“I feel like a rat in a maze!” “I wish I could just get off of this treadmill and take a break!” “If only I could come up for air!”
Familiar comments for many workers. People are working longer hours, taking fewer vacation days, and finding it more difficult to “unplug” than they have in decades past. In a study published several years ago, one third of American workers reported feeling chronically overworked, and the issue certainly isn’t limited to the United States.
It is possible for each worker to find balance and right direction, to step off the treadmill of life’s incessant demands, and take a deep breath by scheduling a “timeout” with God. Christ Jesus did it. He pulled “all-nighters” praying, and then came down from the mountain ready to heal multitudes! What did Jesus, who had the most productive life of anyone who has ever walked this planet, know that enabled him to teach, heal, and pray 24/7? For one, he kept his thought in total alignment with God and thus didn’t identify himself or others – as a sinner, an invalid, or hopeless. And, perhaps above all, Jesus knew who he was: the Son of God.
A good starting point in our prayers about busyness is to peel off the labels that the world seems to have applied to God’s children – labels like: exhausted, depleted, overburdened, overwhelmed, and frustrated. These are not and never will be descriptions of God’s offspring, to whom, the writer of Genesis assures us, was given dominion “over every creeping thing that creepeth upon the earth” (Gen. 1:26). God’s creation cannot be depleted or exhausted when divine Life is perpetually renewing and replenishing it.
It is also important to realize that rest and stillness are qualities of Life, not selfish pursuits. Why, otherwise, would the Psalmist write that our tender Shepherd, God, “maketh [us] to lie down in green pastures: he leadeth [us] beside the still waters” (Ps. 23:2)? “God rests in action,” wrote Mary Baker Eddy, who discovered Christian Science ("Science and Health with Key to the Scriptures," p. 519). And within that action dwells a calm serenity above all the hubbub of everyday living – in fact, right in the midst of it. There is nothing idle in the sweet rejuvenation experienced in the presence of Soul, spiritual sense.
In an article titled “Improve Your Time,” Mrs. Eddy commented on the inclination to evaluate one’s day or even one’s worthiness in proportion to how busy that day has been or how many things have been accomplished. She identifies one of several ways of wasting time as “mere motion when at work, thinking of nothing or planning for some amusement, – travel of limb more than mind. Rushing around smartly is no proof of accomplishing much” (“Miscellaneous Writings 1883-1896,” p. 230).

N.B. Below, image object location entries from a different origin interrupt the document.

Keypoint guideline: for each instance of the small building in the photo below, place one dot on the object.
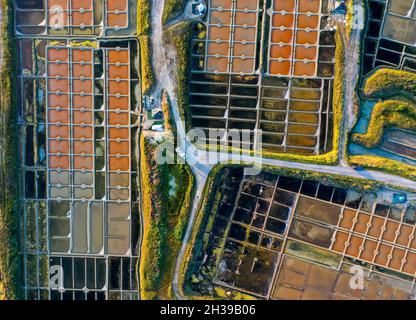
(340, 11)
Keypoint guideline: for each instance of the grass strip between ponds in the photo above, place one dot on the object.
(385, 115)
(384, 83)
(9, 204)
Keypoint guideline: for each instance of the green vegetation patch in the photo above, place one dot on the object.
(384, 83)
(314, 254)
(173, 8)
(143, 17)
(146, 70)
(9, 204)
(181, 37)
(385, 115)
(167, 192)
(385, 165)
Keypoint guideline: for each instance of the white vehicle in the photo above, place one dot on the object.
(181, 153)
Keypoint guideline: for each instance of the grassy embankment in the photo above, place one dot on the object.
(173, 8)
(182, 36)
(206, 211)
(9, 250)
(143, 33)
(385, 115)
(399, 113)
(384, 164)
(385, 83)
(167, 192)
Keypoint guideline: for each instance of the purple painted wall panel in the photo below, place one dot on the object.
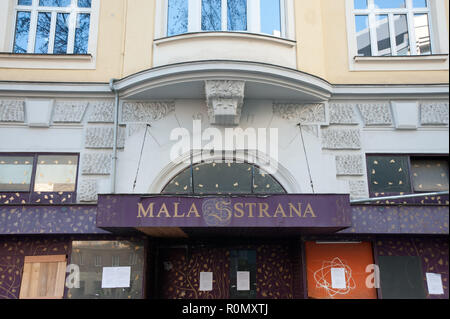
(74, 219)
(372, 219)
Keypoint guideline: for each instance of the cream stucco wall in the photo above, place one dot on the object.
(125, 46)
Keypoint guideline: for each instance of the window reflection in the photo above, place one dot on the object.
(211, 15)
(383, 35)
(15, 173)
(237, 15)
(177, 17)
(390, 4)
(363, 35)
(42, 32)
(223, 178)
(401, 34)
(422, 31)
(82, 33)
(54, 3)
(61, 33)
(92, 256)
(270, 17)
(56, 173)
(22, 32)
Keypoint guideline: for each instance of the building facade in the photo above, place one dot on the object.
(224, 149)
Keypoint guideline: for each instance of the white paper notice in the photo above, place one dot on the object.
(116, 277)
(338, 278)
(243, 280)
(205, 281)
(434, 282)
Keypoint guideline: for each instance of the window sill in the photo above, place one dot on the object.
(46, 61)
(400, 63)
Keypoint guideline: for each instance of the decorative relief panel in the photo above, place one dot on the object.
(69, 112)
(358, 189)
(103, 137)
(302, 113)
(349, 165)
(336, 139)
(87, 190)
(12, 111)
(225, 100)
(101, 112)
(376, 113)
(343, 113)
(434, 113)
(146, 112)
(96, 164)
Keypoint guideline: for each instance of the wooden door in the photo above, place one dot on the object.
(43, 277)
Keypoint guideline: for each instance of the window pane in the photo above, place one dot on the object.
(54, 3)
(387, 4)
(56, 173)
(401, 34)
(422, 30)
(383, 35)
(181, 184)
(22, 32)
(271, 17)
(24, 2)
(363, 35)
(419, 3)
(388, 174)
(429, 175)
(82, 34)
(84, 3)
(43, 32)
(92, 256)
(177, 19)
(15, 173)
(237, 15)
(265, 184)
(223, 178)
(61, 33)
(211, 15)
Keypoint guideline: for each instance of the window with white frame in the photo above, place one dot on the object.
(392, 27)
(52, 26)
(254, 16)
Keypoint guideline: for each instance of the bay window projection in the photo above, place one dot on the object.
(392, 27)
(260, 16)
(52, 26)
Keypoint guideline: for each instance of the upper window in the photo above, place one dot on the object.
(260, 16)
(392, 27)
(52, 26)
(38, 178)
(223, 178)
(396, 174)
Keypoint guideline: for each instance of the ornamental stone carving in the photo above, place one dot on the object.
(434, 113)
(341, 139)
(301, 113)
(69, 112)
(349, 165)
(96, 164)
(146, 112)
(12, 111)
(224, 100)
(101, 112)
(376, 113)
(103, 137)
(87, 191)
(342, 113)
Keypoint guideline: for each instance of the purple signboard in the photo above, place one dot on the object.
(281, 211)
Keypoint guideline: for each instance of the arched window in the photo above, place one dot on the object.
(223, 178)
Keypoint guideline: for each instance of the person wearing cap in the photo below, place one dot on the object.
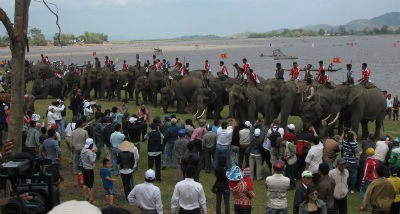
(395, 180)
(380, 193)
(180, 149)
(242, 195)
(244, 143)
(370, 174)
(116, 138)
(154, 149)
(224, 138)
(326, 187)
(277, 186)
(147, 196)
(188, 195)
(331, 149)
(300, 194)
(170, 134)
(208, 145)
(128, 158)
(88, 157)
(340, 176)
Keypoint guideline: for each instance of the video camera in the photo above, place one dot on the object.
(26, 175)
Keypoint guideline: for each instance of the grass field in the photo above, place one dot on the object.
(71, 191)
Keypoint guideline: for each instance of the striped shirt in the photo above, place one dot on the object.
(350, 149)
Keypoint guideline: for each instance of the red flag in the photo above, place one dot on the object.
(337, 59)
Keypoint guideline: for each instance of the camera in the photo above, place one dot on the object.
(29, 175)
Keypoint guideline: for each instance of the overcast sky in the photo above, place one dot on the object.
(150, 19)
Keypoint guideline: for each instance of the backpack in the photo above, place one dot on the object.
(273, 137)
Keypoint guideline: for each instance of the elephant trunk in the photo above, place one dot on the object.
(334, 120)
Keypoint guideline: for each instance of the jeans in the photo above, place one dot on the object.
(114, 157)
(156, 160)
(275, 211)
(218, 196)
(234, 154)
(224, 149)
(243, 157)
(257, 161)
(128, 183)
(169, 150)
(353, 168)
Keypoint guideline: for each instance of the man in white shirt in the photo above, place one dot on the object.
(147, 196)
(224, 138)
(188, 195)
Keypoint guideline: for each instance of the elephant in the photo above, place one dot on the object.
(42, 88)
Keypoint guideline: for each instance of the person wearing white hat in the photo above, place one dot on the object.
(88, 157)
(147, 196)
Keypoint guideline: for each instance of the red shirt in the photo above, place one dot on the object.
(365, 75)
(246, 68)
(224, 70)
(295, 73)
(370, 173)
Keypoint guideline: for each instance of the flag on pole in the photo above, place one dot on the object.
(337, 60)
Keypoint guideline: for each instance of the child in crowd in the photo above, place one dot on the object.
(108, 181)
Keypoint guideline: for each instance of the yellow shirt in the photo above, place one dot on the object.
(396, 184)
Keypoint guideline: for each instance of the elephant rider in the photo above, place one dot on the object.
(309, 93)
(279, 72)
(366, 73)
(349, 78)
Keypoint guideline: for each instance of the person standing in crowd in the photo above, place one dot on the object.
(108, 181)
(116, 138)
(88, 157)
(221, 184)
(326, 188)
(147, 196)
(277, 186)
(171, 134)
(370, 173)
(188, 195)
(224, 138)
(331, 149)
(128, 158)
(154, 149)
(349, 151)
(300, 194)
(314, 158)
(340, 176)
(380, 193)
(208, 143)
(180, 149)
(244, 140)
(78, 138)
(312, 204)
(243, 196)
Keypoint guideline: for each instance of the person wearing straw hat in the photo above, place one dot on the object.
(128, 157)
(242, 196)
(147, 196)
(88, 157)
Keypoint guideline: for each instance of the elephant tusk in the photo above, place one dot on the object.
(334, 120)
(195, 113)
(201, 114)
(326, 118)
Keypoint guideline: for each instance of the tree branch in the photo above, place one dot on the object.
(7, 24)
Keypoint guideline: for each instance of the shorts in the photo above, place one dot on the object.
(88, 177)
(110, 191)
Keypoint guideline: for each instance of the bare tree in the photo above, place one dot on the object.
(17, 33)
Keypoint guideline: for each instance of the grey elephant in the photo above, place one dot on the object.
(41, 89)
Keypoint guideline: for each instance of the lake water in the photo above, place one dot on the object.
(381, 53)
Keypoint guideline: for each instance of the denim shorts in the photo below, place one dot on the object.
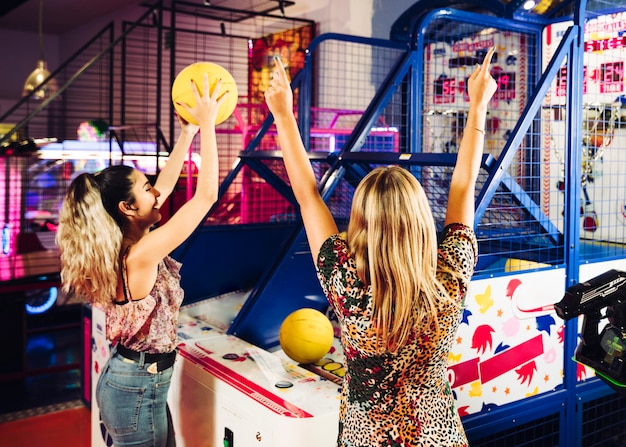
(133, 404)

One never gets the sense that Christ Jesus ran around frantically trying to meet the multitude’s demands. No, Jesus proved that God’s healing presence and power were everywhere for everyone at all times, and He spent his career witnessing to that truth and strengthening the faith of others so that they, too, could see God’s healing power. There is simply no rush in being about our Father’s business. Eddy wrote, “The best spiritual type of Christly method for uplifting human thought and imparting divine Truth, is stationary power, stillness, and strength; and when this spiritual ideal is made our own, it becomes the model for human action” ("Retrospection and Introspection," p. 93).
The sons and daughters of God need not be justified or depleted by human busyness. Activities prompted by Love, God, animated by Spirit, supported by Principle (God’s law), and planned and executed by divine Mind (intelligence) are carried out in reflected movement, not through personal effort. Like the light that dances on top of the wave, or the plant turning naturally to soak in the warming rays of the sun, man is the reflected image of God in action. Yielding to His control brings rest, for the burden is not ours, but God’s. The Bible promises, “I [God] will bear; even I will carry, and will deliver you” (Isa. 46:4).
We never need to accept the fiction that man is a rat on a treadmill, running the “rat race.” Each of us, as the “royal” children of our Father God, have the sovereign right to step off the treadmill and find rest “in green pastures ... beside the still waters,” in the arms of divine Love.
Adapted from the Christian Science Sentinel.